I have a list of objects output from ldapsearch as follows:
dn: cn=HPOTTER,ou=STUDENTS,ou=HOGWARTS,o=SCHOOL
dn: cn=HGRANGER,ou=STUDENTS,ou=HOGWARTS,o=SCHOOL
dn: cn=RWEASLEY,ou=STUDENTS,ou=HOGWARTS,o=SCHOOL
dn: cn=DMALFOY,ou=STUDENTS,ou=HOGWARTS,o=SCHOOL
dn: cn=SSNAPE,ou=FACULTY,ou=HOGWARTS,o=SCHOOL
dn: cn=ADUMBLED,ou=FACULTY,ou=HOGWARTS,o=SCHOOL
So far, I have the following regex:
/\bcn=\w*,/g
Which returns results like this:
cn=HPOTTER,
cn=HGRANGER,
cn=RWEASLEY,
cn=DMALFOY,
cn=SSNAPE,
cn=ADUMBLED,
I need a regex that returns results like this:
HPOTTER
HGRANGER
RWEASLEY
DMALFOY
SSNAPE
ADUMBLED
What do I need to change in my regex so the pattern (the cn= and the comma) is not included in the results?
EDIT: I will be using sed to do the pattern matching, and piping the output to other command line utilities.
You will have to perform a grouping. This is done by modifying the regex to:
/\bcn=\(\w*\),/g
This will then populate your result into a grouping variable. Depending on your language how to extract this value will differ. (For you with sed the variable will be \1)
Note that most regex flavors you don't have to escape the brackets (), but since you're using sed you will need to as shown above.
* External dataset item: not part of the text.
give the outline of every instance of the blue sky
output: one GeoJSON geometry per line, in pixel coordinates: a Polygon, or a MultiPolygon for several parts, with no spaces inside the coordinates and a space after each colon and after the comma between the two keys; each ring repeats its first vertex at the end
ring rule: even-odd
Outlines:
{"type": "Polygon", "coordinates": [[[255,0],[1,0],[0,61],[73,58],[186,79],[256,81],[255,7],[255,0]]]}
For an excellent resource on Regular Expressions I suggest: Mastering Regular Expressions
OK, the place where you asked the more specific question was closed as "exact duplicate" of this, so I'm copying my answer from there to here:
If you want to use sed, you can use something like the following:
sed -e 's/dn: cn=\([^,]*\),.*$/\1/'
You have to use [^,]* because in sed, .* is "greedy" meaning it will match everything it can before looking at any following character. That means if you use \(.*\), in your pattern it will match up to the last comma, not up to the first comma.
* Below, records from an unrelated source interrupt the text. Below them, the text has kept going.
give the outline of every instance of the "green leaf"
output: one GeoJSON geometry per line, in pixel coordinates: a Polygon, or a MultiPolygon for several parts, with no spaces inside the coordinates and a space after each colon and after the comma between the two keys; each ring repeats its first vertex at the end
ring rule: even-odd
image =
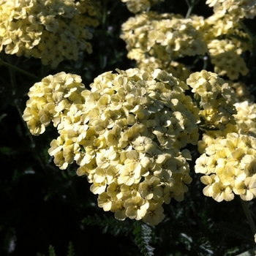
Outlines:
{"type": "Polygon", "coordinates": [[[142,224],[141,222],[134,223],[135,227],[133,234],[135,235],[135,241],[140,248],[140,252],[145,256],[153,256],[154,248],[150,245],[151,241],[151,228],[146,224],[142,224]]]}
{"type": "Polygon", "coordinates": [[[49,246],[49,256],[56,256],[54,247],[52,245],[49,246]]]}
{"type": "Polygon", "coordinates": [[[219,223],[218,227],[238,239],[246,239],[251,242],[254,241],[251,236],[248,236],[248,234],[251,234],[249,230],[238,224],[222,222],[219,223]]]}

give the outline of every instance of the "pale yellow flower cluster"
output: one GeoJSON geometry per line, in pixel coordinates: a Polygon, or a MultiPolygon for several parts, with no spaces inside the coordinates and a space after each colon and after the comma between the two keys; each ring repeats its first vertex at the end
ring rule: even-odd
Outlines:
{"type": "Polygon", "coordinates": [[[202,70],[191,74],[187,83],[192,87],[200,108],[199,116],[202,129],[223,131],[228,124],[235,123],[233,115],[236,110],[233,104],[237,98],[223,79],[215,73],[202,70]]]}
{"type": "Polygon", "coordinates": [[[234,19],[253,19],[256,15],[255,0],[207,0],[206,4],[214,7],[214,13],[222,17],[229,14],[234,19]]]}
{"type": "Polygon", "coordinates": [[[165,0],[121,0],[127,4],[127,9],[132,13],[146,11],[151,6],[165,0]]]}
{"type": "MultiPolygon", "coordinates": [[[[76,0],[72,0],[76,1],[76,0]]],[[[84,28],[92,26],[96,28],[99,25],[99,19],[102,16],[102,6],[98,1],[80,0],[79,15],[74,16],[72,23],[84,28]]]]}
{"type": "Polygon", "coordinates": [[[104,211],[155,225],[162,204],[182,200],[192,181],[190,152],[182,148],[197,143],[198,109],[184,94],[188,86],[165,71],[116,70],[95,78],[90,91],[75,75],[44,78],[31,89],[23,118],[29,126],[34,114],[39,127],[53,121],[60,135],[49,154],[61,169],[80,166],[104,211]]]}
{"type": "Polygon", "coordinates": [[[236,94],[238,99],[238,102],[248,101],[249,102],[254,102],[255,97],[252,94],[245,83],[238,81],[233,83],[233,81],[227,81],[228,84],[235,90],[236,94]]]}
{"type": "Polygon", "coordinates": [[[206,185],[203,192],[217,202],[230,201],[234,194],[244,200],[256,197],[256,139],[228,133],[208,146],[197,159],[195,173],[206,185]]]}
{"type": "Polygon", "coordinates": [[[236,114],[233,114],[235,124],[228,124],[222,131],[204,131],[203,138],[198,141],[198,151],[206,152],[206,148],[212,144],[219,143],[227,133],[256,137],[256,104],[248,101],[234,104],[236,114]]]}
{"type": "Polygon", "coordinates": [[[256,138],[256,104],[247,101],[236,103],[234,115],[238,133],[256,138]]]}
{"type": "Polygon", "coordinates": [[[171,73],[175,78],[178,78],[179,80],[184,83],[192,73],[191,70],[181,63],[177,61],[164,62],[155,57],[149,57],[141,62],[138,62],[138,67],[146,70],[163,69],[168,73],[171,73]]]}
{"type": "Polygon", "coordinates": [[[64,59],[91,53],[88,30],[72,23],[79,3],[72,0],[4,0],[0,5],[0,51],[42,59],[55,68],[64,59]]]}
{"type": "Polygon", "coordinates": [[[233,80],[240,75],[246,75],[249,70],[241,55],[252,50],[252,45],[238,23],[227,15],[222,17],[214,15],[206,20],[193,16],[192,20],[194,26],[204,34],[214,72],[220,76],[227,75],[233,80]]]}
{"type": "Polygon", "coordinates": [[[81,81],[78,75],[63,72],[48,75],[30,89],[23,118],[33,135],[43,133],[50,122],[57,127],[72,104],[84,102],[81,81]]]}
{"type": "Polygon", "coordinates": [[[136,60],[138,67],[149,63],[169,72],[175,63],[172,61],[207,52],[203,34],[195,29],[192,19],[181,15],[148,12],[129,18],[121,29],[127,57],[136,60]]]}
Check out Expresso I have used it in the past to build my RegEx. It is good to help learning too.
The quick and dirty method is to use submatches assuming your engine supports it:
/\bcn=(\w*),/g
Then you would want to get the first submatch.
Without knowing what language you're using, we can't tell for sure, but in most regular expression parsers, if you use parenthesis, such as
/\bcn=(\w*),/g
then you'll be able to get the first matching pattern (often \1) as exactly what you are searching for. To be more specific, we need to know what language you are using.
If your regex supports Lookaheads and Lookbehinds then you can use
/(?<=\bcn=)\w*(?=,)/g
That will match
HPOTTER
HGRANGER
RWEASLEY
DMALFOY
SSNAPE
ADUMBLED
But not the cn= or the , on either side. The comma and cn= still have to be there for the match, it just isn't included in the result.
Sounds more like a simple parsing problem and not regex. An ANTLR grammar would sort this out in no time.